У секретаря, как у Пильняка: Метель. Снега. Сугробы. Волки. Россия-мать. Секретарь был проще и употреблял слова про волков потому, что действительно замучили его крестьяне жалобами на волков. А ружья покупать — денег нету, и порох стал чуть ли не дороже золота. Черт их знает, что они порох-то на Ленских приисках добывают, что ли?

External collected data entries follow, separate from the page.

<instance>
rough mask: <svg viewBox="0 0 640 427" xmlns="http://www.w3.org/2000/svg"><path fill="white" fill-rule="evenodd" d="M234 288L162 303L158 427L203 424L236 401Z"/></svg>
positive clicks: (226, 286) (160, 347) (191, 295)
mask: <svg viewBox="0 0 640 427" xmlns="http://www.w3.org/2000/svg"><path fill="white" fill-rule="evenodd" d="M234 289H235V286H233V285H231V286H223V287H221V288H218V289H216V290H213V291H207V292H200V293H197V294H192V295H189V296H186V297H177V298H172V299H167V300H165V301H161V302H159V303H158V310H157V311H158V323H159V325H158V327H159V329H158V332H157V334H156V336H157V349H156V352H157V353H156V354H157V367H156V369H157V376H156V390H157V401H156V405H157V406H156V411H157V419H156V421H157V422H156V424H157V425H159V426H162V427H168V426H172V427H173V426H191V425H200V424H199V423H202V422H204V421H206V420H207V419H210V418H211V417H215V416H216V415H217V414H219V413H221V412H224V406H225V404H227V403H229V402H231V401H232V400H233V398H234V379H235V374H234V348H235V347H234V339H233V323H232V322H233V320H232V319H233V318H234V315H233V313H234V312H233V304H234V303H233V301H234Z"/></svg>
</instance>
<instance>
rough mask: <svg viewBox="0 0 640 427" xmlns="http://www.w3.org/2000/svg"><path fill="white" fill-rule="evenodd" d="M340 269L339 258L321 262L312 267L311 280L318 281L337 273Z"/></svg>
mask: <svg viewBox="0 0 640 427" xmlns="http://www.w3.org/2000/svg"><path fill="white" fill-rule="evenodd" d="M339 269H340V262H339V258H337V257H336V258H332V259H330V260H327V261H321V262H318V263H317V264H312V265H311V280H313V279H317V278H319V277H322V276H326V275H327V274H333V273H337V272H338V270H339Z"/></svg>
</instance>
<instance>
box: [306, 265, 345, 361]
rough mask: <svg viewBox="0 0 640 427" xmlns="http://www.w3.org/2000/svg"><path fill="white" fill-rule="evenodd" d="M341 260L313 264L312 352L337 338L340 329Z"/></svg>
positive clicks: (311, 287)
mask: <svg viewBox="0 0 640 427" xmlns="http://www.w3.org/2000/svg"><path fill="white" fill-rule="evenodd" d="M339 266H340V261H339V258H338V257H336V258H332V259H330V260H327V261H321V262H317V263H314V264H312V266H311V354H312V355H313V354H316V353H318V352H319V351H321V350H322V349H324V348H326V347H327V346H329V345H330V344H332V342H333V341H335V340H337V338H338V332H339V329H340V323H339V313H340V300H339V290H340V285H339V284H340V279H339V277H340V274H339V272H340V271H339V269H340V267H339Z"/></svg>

К тому же дело к зиме, октябрь. Листья с деревьев сгнили и пахнут самогоном.
И деревни тоже листьями такими пахнут.
— Товарищ Монд, мне с вами балясины разводить некогда. Короче и категорически говоря, Микитинская волость не взносит полагаемый по закону продналог.
— А мне какое дело?
— Кому же до этого есть дело? Товарищ, не финтите.
— Товарищ, на предмет продналога есть свои органы.
— А если не взносит?
— Так я-то при чем?
— А при том, что химия. Ведь вы химию учили?
— Учил.
— В том-то и дело.
Секретарь изнеможенно опустился на стул.
— Умучили нас природные богатства страны, ей-богу. То тебе волки, то тебе учитель математики магнитную аномалию изобрел, то тебе чудотворная икона обнаружится, или кресты вдруг озолотеют. А мы за все отвечай и еще агитируй. — Секретарь протянул инженеру мандат: — Поезжайте в Микитинскую волость, у меня больше сил нету, я сейчас только подготовляюсь к химической войне.
— К какой войне, товарищ? У нас только-только происходит организация Доброхима, и говорить о химической войне России больше чем преждевременно…
Секретарь радостно закивал головой.
— Вот видите, товарищ, а вы говорите, что в химии ничего не понимаете. А как кроете… А у меня такое количество исходящих да входящих, что я думаю — чисто война, только разве за неимением газов употребляют вначале писчую бумагу. И по совести скажу… — секретарь таинственно наклонился к уху инженера, — по совести… циркуляры эти человека быстрее убивают, чем газы. — Он скорбно постучал себя в тощую грудь: — Ведь тут, думаете, тело… Не тело, а пепел. Да-с!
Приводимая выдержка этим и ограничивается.